I love this awakening - the transition back to daylight.
Spring also means that the ice huts that dot the hard-water around Mount Desert Island will soon be retreating. I've been watching this particular shack edge closer to shore each day over the past week. That's as sure a sign as any I know - spring is coming. I wasn't born in Maine, so I'm not technically a Mainer, but I've lived here long enough to know what to look for. Watching ice shacks retreat off the lakes is a reliable sign that warmth lies ahead.
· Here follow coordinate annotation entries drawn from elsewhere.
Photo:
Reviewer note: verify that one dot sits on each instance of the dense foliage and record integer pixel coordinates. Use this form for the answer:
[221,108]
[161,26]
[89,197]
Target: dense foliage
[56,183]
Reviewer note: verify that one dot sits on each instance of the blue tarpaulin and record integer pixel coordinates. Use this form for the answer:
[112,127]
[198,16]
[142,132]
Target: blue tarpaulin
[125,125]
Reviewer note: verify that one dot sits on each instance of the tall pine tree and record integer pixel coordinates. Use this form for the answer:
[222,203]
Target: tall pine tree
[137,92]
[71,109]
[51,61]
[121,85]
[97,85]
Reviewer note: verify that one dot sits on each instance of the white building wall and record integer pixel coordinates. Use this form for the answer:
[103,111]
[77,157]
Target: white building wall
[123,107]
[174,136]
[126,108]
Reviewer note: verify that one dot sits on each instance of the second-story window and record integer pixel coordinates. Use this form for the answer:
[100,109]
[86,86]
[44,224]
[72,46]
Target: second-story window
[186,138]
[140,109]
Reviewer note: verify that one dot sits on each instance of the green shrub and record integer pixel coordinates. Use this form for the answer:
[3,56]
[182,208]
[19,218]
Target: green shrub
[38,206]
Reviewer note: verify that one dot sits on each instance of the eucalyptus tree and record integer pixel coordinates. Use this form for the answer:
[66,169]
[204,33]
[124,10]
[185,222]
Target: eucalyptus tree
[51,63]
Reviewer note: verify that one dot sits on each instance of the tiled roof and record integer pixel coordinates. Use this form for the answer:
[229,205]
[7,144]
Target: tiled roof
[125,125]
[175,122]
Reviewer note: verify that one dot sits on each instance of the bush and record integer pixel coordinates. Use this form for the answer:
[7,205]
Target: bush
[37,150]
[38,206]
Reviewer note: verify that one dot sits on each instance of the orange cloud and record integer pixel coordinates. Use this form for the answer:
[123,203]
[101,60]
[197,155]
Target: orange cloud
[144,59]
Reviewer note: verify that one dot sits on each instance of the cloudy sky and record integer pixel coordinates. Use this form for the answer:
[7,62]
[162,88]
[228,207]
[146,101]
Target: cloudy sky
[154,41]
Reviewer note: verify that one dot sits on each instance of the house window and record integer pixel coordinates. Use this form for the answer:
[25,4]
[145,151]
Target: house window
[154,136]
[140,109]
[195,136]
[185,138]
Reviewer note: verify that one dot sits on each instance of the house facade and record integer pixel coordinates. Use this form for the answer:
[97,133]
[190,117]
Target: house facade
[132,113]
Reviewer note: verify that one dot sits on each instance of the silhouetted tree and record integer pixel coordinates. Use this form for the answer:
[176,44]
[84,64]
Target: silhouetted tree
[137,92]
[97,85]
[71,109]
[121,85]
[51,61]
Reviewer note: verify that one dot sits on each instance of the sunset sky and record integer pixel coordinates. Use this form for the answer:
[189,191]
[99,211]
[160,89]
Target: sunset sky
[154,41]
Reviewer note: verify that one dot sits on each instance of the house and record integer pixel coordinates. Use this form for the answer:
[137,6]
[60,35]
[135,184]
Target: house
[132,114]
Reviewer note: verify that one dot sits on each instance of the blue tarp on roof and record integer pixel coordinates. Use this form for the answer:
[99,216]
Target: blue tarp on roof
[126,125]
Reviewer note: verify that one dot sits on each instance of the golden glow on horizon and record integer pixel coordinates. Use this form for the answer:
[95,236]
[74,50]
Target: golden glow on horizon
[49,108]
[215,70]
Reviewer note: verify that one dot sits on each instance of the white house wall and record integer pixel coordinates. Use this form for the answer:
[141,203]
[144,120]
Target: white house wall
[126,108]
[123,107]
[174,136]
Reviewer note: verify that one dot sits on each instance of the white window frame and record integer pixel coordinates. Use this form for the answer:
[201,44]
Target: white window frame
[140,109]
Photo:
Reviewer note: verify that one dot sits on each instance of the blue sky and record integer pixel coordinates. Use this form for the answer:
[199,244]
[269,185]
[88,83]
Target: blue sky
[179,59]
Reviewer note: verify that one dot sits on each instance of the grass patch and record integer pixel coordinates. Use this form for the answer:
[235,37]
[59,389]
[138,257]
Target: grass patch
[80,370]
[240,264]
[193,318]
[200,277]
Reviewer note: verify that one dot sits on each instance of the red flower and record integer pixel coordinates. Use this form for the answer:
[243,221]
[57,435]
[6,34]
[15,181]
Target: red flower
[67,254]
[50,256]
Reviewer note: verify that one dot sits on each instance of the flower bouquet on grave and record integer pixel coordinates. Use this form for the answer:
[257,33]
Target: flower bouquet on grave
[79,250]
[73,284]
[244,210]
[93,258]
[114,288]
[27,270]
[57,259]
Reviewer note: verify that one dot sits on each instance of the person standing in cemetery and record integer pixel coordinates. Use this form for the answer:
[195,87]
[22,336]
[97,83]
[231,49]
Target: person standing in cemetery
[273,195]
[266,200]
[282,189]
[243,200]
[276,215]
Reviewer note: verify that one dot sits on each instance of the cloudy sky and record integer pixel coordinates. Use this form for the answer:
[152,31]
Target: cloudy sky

These shacks are ad-hoc architecture at its best. Most share the quintessential gabled shape of home, with the occasional, unintentionally modernist, plywood boxes. They're the kind of humble creations that inspires much of my own work here in Maine. Driven by economy and a desire to escape - trading one cabin's fever for another in a cold, dark climate. Supported on skis for transport, they always make use of a salvaged window or two to let in light and sometimes a small stove. I love the idea that a small town can emerge and exist for a few months each year, hovering over a space that remains empty for the other half of the year - a summer space.
It has me thinking of making one. As a folly, an impermanent, portable, winter encampment. I'd love to make one entirely of ice, casting the walls as thick slabs and fabricate the roof as a wooden deck. In the spring it would slowly return to the water, the roof transforming into a swimming platform, the shack's door - a ladder and an anchor.
I'll need some help...any volunteers?